Since then, I postpone all the training courses, as well as the degree-specific workshops and practice meetings – so all my course work lies fallow, at least that which takes place in the personal encounter. And this waiting for better times and course-postponement is what I do, although I don’t believe that this “avoidance strategy” will solve our virus problem. Not to mention what it means business-wise for me as a full-time practice owner. Yes, I even have a hygiene concept – written by someone who certainly does it right, because he is not only a Reiki Master, but also works in the corresponding ministry.
But seriously – who wants to sit in the Gassho meditation or work on the couch with an OP or FFP2 mask and with a distance of one and a half meters? And isn’t there something missing if we are only allowed to enter the room shortly before the course starts, which is then probably also cold because we have to ventilate for 3 minutes every 30 minutes, no matter what the temperature is outside? To me, that doesn’t feel right – and this isn’t about me wanting to hold on to the old, so much better times, but because I refuse to support something that I use to strengthen that which I don’t want in my life, in my world – fear. And part of it is this concept that I need protection from my fellow man.
I don’t need that, not anymore. It took me years of my life, many self-awareness courses, a near-death experience and a lot of self-healing sessions until I understood in depth that fear as well as love are one, my decision. Now I may have the advantage of not being afraid of death, the final human instance – what’s the point? I know that I will merely change my state, leave my body. And I am not afraid of incorporeality – on the contrary. I enjoy it when I manage to reach this weightless and formless state in meditations.
I know that all matter is subject to impermanence. All. Also I. With or without a mask. And I accept that, without resistance or regret, simply because something in me knows that it is so. Acceptance. Humility, too. Recognition of a higher principle, without relinquishing my own responsibility. Understanding myself as part of a greater whole. I am not separate. So I don’t need protection either.
Reiki is for me also truth or even truthfulness – and I have now enough of my patient waiting until even the last coward has understood that the virus is not our enemy, but we humans ourselves. And that not any more or less logical as well as in or consistent handling rules will save us, but only we ourselves. From my point of view it needs the conscious decision for or against fear, for or against love. That is what it is all about. Development of consciousness. In a fast-track process, so to speak.
And to support this spiritual development of people in a high quality way, I have now decided to offer my Reiki training courses officially online as well – I have been doing other offers online for a long time, i.e. remotely, via video, phone or remote. I know that this is possible – all Reikians, at the latest when they do remote Reiki, know that. And I know that I violate the professional code of the professional association ProReiki, which I co-founded in 2011, as well as the statutes of the Reiki Association Germany, where I gave a workshop last weekend.
It is a weighing, my decision, what I now consider more helpful for the overall process – and I am now at a point where supporting the process is more important to me than the rules I have set myself. “Learn the rules so that you can break them” is the principle established by Buddha, which I thus follow.
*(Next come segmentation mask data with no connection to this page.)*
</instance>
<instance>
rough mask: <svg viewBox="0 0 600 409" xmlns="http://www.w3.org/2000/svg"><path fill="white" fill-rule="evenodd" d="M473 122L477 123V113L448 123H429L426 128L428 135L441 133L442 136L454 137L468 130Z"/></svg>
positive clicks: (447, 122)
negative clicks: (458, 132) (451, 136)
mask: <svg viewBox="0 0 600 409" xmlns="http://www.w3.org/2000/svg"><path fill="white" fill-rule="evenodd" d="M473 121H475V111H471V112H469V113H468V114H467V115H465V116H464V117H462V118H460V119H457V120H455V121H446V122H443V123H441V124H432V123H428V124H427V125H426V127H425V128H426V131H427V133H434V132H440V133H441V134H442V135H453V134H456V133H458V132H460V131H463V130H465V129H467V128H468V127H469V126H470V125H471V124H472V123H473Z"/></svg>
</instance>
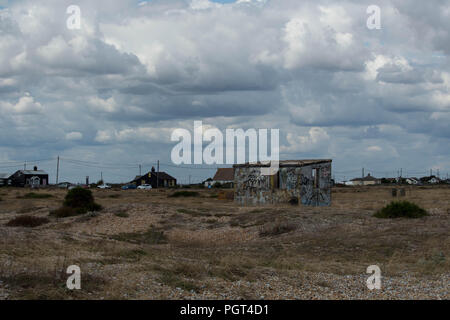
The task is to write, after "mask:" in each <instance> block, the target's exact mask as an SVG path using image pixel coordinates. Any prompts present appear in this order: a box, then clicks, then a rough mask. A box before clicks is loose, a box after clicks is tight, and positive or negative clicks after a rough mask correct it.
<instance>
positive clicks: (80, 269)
mask: <svg viewBox="0 0 450 320" xmlns="http://www.w3.org/2000/svg"><path fill="white" fill-rule="evenodd" d="M66 273H67V274H70V276H69V277H68V278H67V281H66V286H67V289H69V290H74V289H76V290H80V289H81V269H80V267H79V266H77V265H72V266H69V267H68V268H67V271H66Z"/></svg>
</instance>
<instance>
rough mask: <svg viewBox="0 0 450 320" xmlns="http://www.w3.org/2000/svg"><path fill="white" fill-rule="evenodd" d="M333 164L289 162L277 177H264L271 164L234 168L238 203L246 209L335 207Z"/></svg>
mask: <svg viewBox="0 0 450 320" xmlns="http://www.w3.org/2000/svg"><path fill="white" fill-rule="evenodd" d="M331 162H332V160H329V159H318V160H285V161H280V162H279V170H278V172H277V173H276V174H274V175H262V174H261V169H262V168H263V167H270V163H267V164H263V163H246V164H237V165H234V169H235V171H234V182H235V183H234V185H235V189H234V193H235V194H234V199H235V201H236V202H238V203H240V204H243V205H252V204H253V205H255V204H270V203H282V202H286V203H287V202H289V203H301V204H303V205H307V206H329V205H331Z"/></svg>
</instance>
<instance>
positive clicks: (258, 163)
mask: <svg viewBox="0 0 450 320" xmlns="http://www.w3.org/2000/svg"><path fill="white" fill-rule="evenodd" d="M332 161H333V160H331V159H306V160H280V161H278V164H279V167H302V166H307V165H311V164H320V163H327V162H332ZM272 162H274V163H275V161H272ZM270 165H271V161H263V162H252V163H248V162H247V163H243V164H235V165H234V166H233V167H235V168H237V167H270Z"/></svg>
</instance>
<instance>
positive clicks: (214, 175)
mask: <svg viewBox="0 0 450 320" xmlns="http://www.w3.org/2000/svg"><path fill="white" fill-rule="evenodd" d="M213 180H214V181H232V180H234V168H218V169H217V172H216V174H215V175H214V178H213Z"/></svg>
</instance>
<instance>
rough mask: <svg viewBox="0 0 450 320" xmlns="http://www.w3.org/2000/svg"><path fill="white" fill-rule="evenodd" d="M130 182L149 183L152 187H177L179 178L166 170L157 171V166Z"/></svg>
mask: <svg viewBox="0 0 450 320" xmlns="http://www.w3.org/2000/svg"><path fill="white" fill-rule="evenodd" d="M130 183H131V184H134V185H136V186H140V185H143V184H149V185H151V186H152V188H168V187H175V186H176V185H177V179H175V178H174V177H172V176H171V175H169V174H167V173H165V172H162V171H159V172H156V170H155V168H154V167H152V170H151V171H150V172H148V173H146V174H144V175H143V176H137V177H136V178H134V180H133V181H131V182H130Z"/></svg>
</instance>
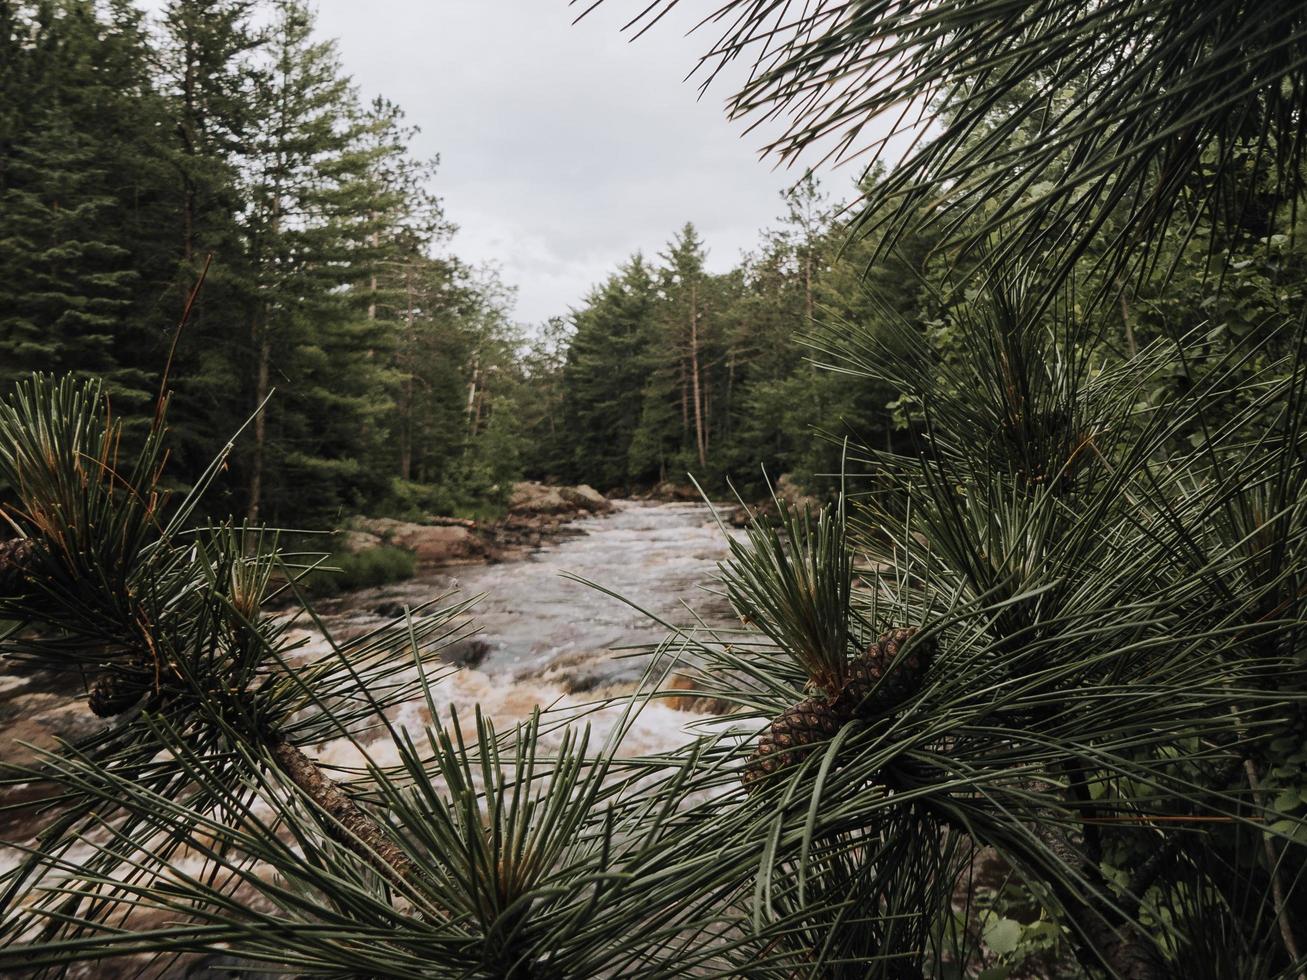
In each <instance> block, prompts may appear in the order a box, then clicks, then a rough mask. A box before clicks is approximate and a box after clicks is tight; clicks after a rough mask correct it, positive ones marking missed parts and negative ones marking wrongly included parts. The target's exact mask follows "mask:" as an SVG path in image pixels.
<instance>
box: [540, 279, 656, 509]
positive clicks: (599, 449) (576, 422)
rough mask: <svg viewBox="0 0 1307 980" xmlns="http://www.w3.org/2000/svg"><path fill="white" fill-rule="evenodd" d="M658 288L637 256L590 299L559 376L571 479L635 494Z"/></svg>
mask: <svg viewBox="0 0 1307 980" xmlns="http://www.w3.org/2000/svg"><path fill="white" fill-rule="evenodd" d="M654 308H655V284H654V277H652V274H651V270H650V268H648V267H647V265H646V263H644V259H643V257H642V256H640V255H638V253H637V255H634V256H633V257H631V259H630V260H629V261H627V263H626V264H625V265H623V267H622V268H621V269H618V272H616V273H614V274H613V276H610V277H609V278H608V280H606V281H605V282H604V284H603V285H601V286H599V287H597V289H595V291H593V293H591V295H589V297H588V298H587V302H586V306H584V307H582V308H580V310H579V311H578V312H576V314H575V316H574V324H575V333H574V335H572V338H571V344H570V346H569V349H567V362H566V366H565V367H563V371H562V384H563V404H562V417H563V426H565V430H566V431H567V433H569V434H570V436H571V456H572V459H571V460H570V465H569V468H567V470H566V473H567V476H569V477H570V478H572V480H578V481H583V482H592V483H595V485H596V486H600V487H604V489H614V487H621V489H626V490H630V489H631V486H633V480H631V477H633V474H631V473H630V472H629V469H627V468H629V465H630V449H631V440H633V438H634V435H635V426H637V423H638V422H639V418H640V406H642V399H643V385H644V380H646V374H647V368H648V365H650V362H648V358H647V345H648V344H650V341H651V333H652V329H654V324H652V320H651V316H652V312H654Z"/></svg>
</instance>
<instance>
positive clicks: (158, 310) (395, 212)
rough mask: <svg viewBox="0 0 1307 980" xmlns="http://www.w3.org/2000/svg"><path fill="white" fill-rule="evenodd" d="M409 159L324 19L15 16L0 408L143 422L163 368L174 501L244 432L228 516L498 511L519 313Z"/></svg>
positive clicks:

For me, it no longer makes sense to subject myself to this virus-imposed self-mortification. I even have – just for me! – the feeling that it is an omitted assistance, if I keep the knowledge and the abilities for me, which I can pass on as a Reiki teacher relatively fast and uncomplicated, thus also for laymen simply understandable.
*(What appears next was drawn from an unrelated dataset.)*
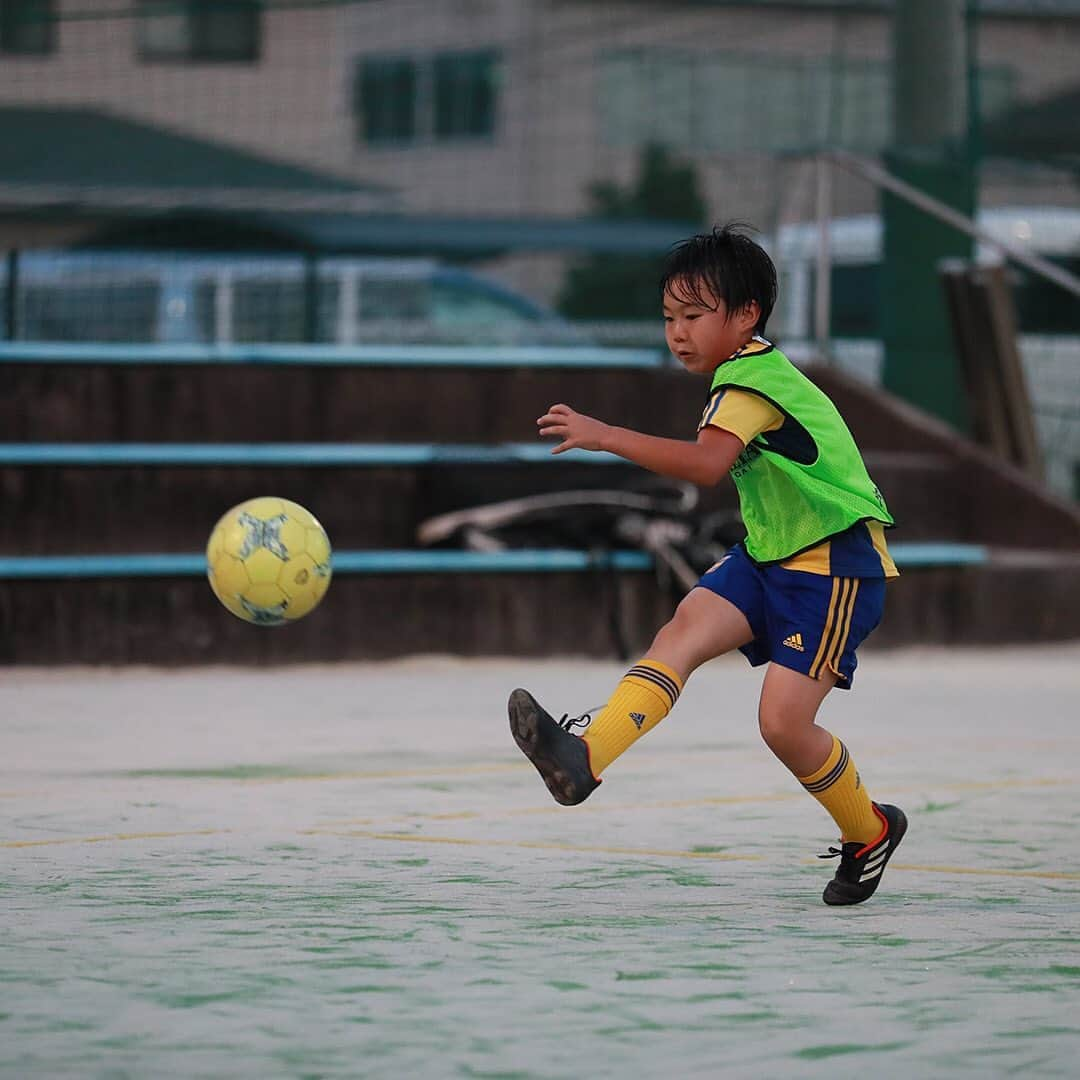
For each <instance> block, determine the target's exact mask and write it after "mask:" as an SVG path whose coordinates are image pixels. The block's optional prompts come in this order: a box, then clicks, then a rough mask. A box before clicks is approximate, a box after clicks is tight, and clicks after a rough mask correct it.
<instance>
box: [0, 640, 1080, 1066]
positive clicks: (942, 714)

And that only because I, like my Reiki colleagues, thought at that time that the teaching and initiation in personal presence are THE quality feature for good Reiki trainings. Sure, there are still good arguments for this today, but now something else has priority for me. And this must be accepted and implemented in such a way that the training quality is also correct online. Reality, life has already overtaken us, so we react and do not hold on to something that is just rather hindering than beneficial for all of us.